It is what it is

Josh Elman interviews Alex Zhu

Alex Zhu is the cofounder of Musical.ly (TikTok) and initially wanted to create a company in education space. He thought that by combining ideas from Twitter and Coursera they will allow users to share bit-sized educational content on mobile and a multiple billion dollar company will be built. This turned out to be a complete failure.

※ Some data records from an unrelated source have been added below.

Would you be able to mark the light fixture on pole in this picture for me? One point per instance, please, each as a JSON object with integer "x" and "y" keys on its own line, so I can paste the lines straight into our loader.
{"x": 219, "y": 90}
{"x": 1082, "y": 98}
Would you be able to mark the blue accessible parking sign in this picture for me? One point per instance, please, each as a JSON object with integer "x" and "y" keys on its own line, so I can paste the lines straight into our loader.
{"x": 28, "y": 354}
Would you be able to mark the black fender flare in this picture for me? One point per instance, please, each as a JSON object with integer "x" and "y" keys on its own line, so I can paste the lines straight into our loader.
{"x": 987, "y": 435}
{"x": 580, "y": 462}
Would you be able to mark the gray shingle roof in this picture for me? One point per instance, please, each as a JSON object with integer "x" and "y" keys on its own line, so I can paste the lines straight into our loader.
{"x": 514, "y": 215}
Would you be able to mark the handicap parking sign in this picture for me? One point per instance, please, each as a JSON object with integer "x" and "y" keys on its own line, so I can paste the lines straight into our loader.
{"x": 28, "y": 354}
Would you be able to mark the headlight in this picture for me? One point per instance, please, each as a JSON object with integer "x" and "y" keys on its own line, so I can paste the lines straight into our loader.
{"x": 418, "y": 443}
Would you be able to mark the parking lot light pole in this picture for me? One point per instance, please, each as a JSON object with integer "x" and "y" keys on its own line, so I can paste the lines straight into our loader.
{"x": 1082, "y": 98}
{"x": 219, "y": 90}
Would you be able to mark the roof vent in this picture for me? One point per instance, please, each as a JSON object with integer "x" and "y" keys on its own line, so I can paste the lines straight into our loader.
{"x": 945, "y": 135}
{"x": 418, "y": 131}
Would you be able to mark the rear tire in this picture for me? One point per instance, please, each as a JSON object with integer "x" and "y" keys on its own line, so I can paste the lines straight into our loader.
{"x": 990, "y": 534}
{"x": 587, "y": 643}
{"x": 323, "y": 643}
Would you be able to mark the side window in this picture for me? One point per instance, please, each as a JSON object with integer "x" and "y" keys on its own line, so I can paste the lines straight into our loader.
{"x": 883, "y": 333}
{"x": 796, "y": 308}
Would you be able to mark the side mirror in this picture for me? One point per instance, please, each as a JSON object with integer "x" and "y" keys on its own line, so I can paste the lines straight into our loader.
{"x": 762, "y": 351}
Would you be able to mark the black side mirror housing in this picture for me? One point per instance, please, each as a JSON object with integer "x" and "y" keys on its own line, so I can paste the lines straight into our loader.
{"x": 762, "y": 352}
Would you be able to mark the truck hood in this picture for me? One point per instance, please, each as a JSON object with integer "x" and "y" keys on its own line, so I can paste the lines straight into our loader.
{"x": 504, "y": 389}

This is an incredible interview that I re-watch often.

Major lessons:

  1. If you want to build a new UGC platform or social network then the content has to be extremely light. The content creation AND consumption need to happen within seconds, not minutes or hours.
  2. Education is against the human nature. If you look at how people use their phone, the majority of people are using their phone to communicate and entertain (play games, using Facebook or social media to message friends). It's hard for a new startup to try to change the human nature. It is much better to follow human nature so they decided to switch to entertainment.
  3. For a new social platform to take off, it is better to have young people as early adopters. Especially teens in the US. Why? They have tons of free time and they are creative and are already familiar with digital products such as Youtube. Also if your product can attract a small group of these users and make them talk about it in schools, you get zero distribution cost.
  4. Initially you have to focus on utility aspect. First Instagram users didn’t use app for the feed, likes or comments. They came for utility - amazing filters - and used the photos to post elsewhere. Community part came later. (Think about single player - multiplayer products. It helps to perfect single player scenarios before you go multiplayer).
  5. You have to stay really close to users. It is called participatory design. Involve the end users in the design process from the beginning. They had hundreds of early users on Wechat and had daily conversations, not only conversations about how early users are using the product but also to understand how they think, immerse themselves in the American culture.